Using this system, an individual can obtain a vehicle on merits such as character and ability to pay, rather than credit history. There are no turn downs. Everyone qualifies because a credit check is never run. Your success is guaranteed.
Remember, you must be persistent, make several calls, and always project a good image over the telephone and in person. This information is not intended for purchasing a vehicle from a new or used automobile dealership. It is not our intent to give legal advice. Each state has different laws. If you have any questions pertaining to state or local requirements, contact your State Department of Motor Vehicles or your attorney.

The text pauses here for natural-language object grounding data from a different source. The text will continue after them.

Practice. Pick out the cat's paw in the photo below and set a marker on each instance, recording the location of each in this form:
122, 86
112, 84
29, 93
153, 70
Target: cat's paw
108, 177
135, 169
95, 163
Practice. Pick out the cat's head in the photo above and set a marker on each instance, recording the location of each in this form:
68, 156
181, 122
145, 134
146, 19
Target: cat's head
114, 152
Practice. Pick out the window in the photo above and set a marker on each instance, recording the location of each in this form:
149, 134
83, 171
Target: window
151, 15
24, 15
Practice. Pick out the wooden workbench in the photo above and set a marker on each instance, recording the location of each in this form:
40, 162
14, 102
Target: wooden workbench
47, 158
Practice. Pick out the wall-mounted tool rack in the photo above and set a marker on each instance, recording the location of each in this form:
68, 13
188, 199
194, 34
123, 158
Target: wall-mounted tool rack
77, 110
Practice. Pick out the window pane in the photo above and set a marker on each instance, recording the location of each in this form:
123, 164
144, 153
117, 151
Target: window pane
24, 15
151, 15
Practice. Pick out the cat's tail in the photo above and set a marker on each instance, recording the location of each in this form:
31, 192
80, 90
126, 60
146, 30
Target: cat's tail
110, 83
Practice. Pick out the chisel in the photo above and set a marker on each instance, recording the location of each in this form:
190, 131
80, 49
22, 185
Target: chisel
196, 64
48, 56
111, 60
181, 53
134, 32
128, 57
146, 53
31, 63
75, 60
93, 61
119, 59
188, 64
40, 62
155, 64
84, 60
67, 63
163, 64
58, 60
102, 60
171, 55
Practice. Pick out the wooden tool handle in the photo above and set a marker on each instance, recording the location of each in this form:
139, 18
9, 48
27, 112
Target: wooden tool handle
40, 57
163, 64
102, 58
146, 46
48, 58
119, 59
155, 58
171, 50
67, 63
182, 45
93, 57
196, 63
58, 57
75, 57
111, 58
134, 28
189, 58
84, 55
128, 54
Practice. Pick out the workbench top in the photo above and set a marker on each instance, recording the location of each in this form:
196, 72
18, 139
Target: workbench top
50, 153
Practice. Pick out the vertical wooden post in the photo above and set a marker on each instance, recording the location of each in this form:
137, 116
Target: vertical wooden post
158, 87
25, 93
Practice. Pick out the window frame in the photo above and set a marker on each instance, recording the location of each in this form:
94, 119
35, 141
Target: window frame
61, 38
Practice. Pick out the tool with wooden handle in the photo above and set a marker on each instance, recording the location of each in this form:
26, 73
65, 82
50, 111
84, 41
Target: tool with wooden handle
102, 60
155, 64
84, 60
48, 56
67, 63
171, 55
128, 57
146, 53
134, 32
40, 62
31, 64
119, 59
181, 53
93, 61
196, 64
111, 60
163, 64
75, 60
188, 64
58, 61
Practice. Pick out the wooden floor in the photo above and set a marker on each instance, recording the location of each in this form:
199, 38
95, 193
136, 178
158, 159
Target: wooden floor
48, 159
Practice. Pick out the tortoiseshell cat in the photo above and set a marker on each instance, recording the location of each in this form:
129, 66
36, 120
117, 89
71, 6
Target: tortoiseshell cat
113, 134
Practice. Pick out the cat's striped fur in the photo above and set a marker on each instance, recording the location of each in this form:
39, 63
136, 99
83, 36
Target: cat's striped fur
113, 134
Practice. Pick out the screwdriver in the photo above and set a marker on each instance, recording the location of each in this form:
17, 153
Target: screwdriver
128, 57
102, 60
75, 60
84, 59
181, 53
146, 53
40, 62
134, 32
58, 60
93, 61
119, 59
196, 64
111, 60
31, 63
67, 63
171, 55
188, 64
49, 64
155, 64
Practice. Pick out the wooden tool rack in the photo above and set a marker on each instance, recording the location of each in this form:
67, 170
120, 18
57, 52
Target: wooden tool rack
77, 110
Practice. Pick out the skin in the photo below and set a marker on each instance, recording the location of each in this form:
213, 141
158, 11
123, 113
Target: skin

Let us take this opportunity to explain what is meant by upside down or negative equity. Lets use the following as an example: Say the owner of a car owes $12,000 to the bank for the payoff of his car. The average retail value of the car (what a car lot would sell the vehicle for) is only $10,000. If the vehicle is selling at a car lot for $10,000 then few people would be willing to pay them the $12,000 that they owe. The loan value on this car (what the bank will loan someone with good credit) may be only $8,000. This means that if a person with good credit wanted to buy this car for $12,000, they would have to borrow $8,000 from the bank and would have to come up with another $4,000 in cash to satisfy the lien holder.


Payoff to Lien Holder $12,000
Average Loan Value $ 8,000
Average Retail $10,000
Difference or negative equity (in cash) $4,000

The seller will have a difficult time finding someone who is willing and able to put $4,000 in cash down for a used car. A buyer with good credit can go to a dealership and get a new vehicle with only a few hundred dollars down. So, the chances of the owner selling the car to a person with good credit are very slim.

By explaining upside down or negative equity to the owner, you will let him know why he is having problems selling the car and that he may only have three (3) options left at this point. The owners options are:

Option #1: Sell the car for market value of $10,000 and pay the bank $2,000 out of his own pocket.

Option #2: Turn the car back to the lien holder for repossession and not pay the lien holder the difference of $2,000. This option will ruin the credit status of the owner for seven (7) years.

Option #3: He can let you assume his responsibilities of payments and insurance, save his credit status and not have to pay the negative equity of $2,000.